The third segment was dedicated to Syrah. Two Elements from 2017 and 2018, and the 2015 Blank Canvas Syrah. There are two crucial points about Blank Canvas syrahs: 1) the grapes' origin is not Marlborough but Hawkes Bay on the North Island, specifically the Gimblett Gravels, once a stony desert, now a legendary wine region for just a few decades. 2) The other is related to the winemaking technique: in the home of syrah, France's northern Rhône region, it’s not uncommon to add a white grape variety, viognier, to syrah to make the wine a bit more floral, perfumed, and fruity. This is done before fermentation, with the grapes themselves, a practice known as ‘co-fermentation’. Our experimental producers did the same trick with grüner veltliner grape skins, aiming for less than 10%. Notice the innovation behind this idea: they wanted to enhance the black peppery spiciness of syrah with the white pepper character of ’gv’. The 2018 did not perform at its best, with a somewhat plastic sensation amidst much fruit, but let's not judge this vintage harshly.

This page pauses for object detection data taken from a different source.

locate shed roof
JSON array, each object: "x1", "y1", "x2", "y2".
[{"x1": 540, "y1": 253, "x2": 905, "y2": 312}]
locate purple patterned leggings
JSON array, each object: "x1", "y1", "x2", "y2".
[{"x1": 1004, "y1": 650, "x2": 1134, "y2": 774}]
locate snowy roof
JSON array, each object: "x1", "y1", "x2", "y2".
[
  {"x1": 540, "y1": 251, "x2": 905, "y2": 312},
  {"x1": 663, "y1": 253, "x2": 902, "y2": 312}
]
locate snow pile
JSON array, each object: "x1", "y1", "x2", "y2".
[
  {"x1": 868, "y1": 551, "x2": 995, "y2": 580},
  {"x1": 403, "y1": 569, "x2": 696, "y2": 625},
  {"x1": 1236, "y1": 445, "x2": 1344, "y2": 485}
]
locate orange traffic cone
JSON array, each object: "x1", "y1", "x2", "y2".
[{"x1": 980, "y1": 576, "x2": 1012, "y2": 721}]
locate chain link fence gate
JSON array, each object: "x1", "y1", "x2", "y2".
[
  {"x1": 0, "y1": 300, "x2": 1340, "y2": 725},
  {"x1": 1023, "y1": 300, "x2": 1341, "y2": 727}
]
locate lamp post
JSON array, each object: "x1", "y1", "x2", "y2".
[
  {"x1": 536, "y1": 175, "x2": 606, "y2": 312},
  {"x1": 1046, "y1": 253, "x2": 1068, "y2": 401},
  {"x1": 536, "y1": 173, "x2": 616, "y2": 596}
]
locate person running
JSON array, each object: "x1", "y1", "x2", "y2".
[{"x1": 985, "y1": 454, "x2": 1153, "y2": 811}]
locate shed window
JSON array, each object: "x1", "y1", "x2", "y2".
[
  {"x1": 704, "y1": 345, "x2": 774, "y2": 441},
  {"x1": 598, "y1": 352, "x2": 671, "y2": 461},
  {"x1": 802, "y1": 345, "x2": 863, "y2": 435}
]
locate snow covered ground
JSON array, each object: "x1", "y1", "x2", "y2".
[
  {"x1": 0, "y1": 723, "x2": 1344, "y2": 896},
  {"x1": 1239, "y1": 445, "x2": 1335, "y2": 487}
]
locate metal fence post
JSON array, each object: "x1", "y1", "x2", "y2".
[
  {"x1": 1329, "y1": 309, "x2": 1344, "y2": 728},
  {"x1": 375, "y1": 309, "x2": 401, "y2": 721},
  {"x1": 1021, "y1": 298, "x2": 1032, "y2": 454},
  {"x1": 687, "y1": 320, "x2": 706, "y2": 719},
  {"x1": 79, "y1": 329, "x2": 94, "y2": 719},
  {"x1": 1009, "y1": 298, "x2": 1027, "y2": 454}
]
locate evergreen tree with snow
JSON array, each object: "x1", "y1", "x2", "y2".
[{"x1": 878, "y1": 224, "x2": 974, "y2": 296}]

The 2017 vintage meets the heightened expectations: imagine an elegant, Rhône-style syrah that has muscled up at the gym, with a bit more of everything than the textbook example, yet still on the side of balance and elegance. The third Syrah, the 2015, is a varietal foundation: ripeness and maturity, richness and layering, complexity and elegance, all together.
Finally, to disprove the notion that only Sauternes and Tokaj can max out exciting sweet wines, we had a 2018 Meta Riesling. Botrytized, fruity, drinkable, just shy of 10 percent alcohol. A perfect finish.
*Original: Claude Monet – “La couleur est mon obsession quotidienne, ma joie et mon tourment.”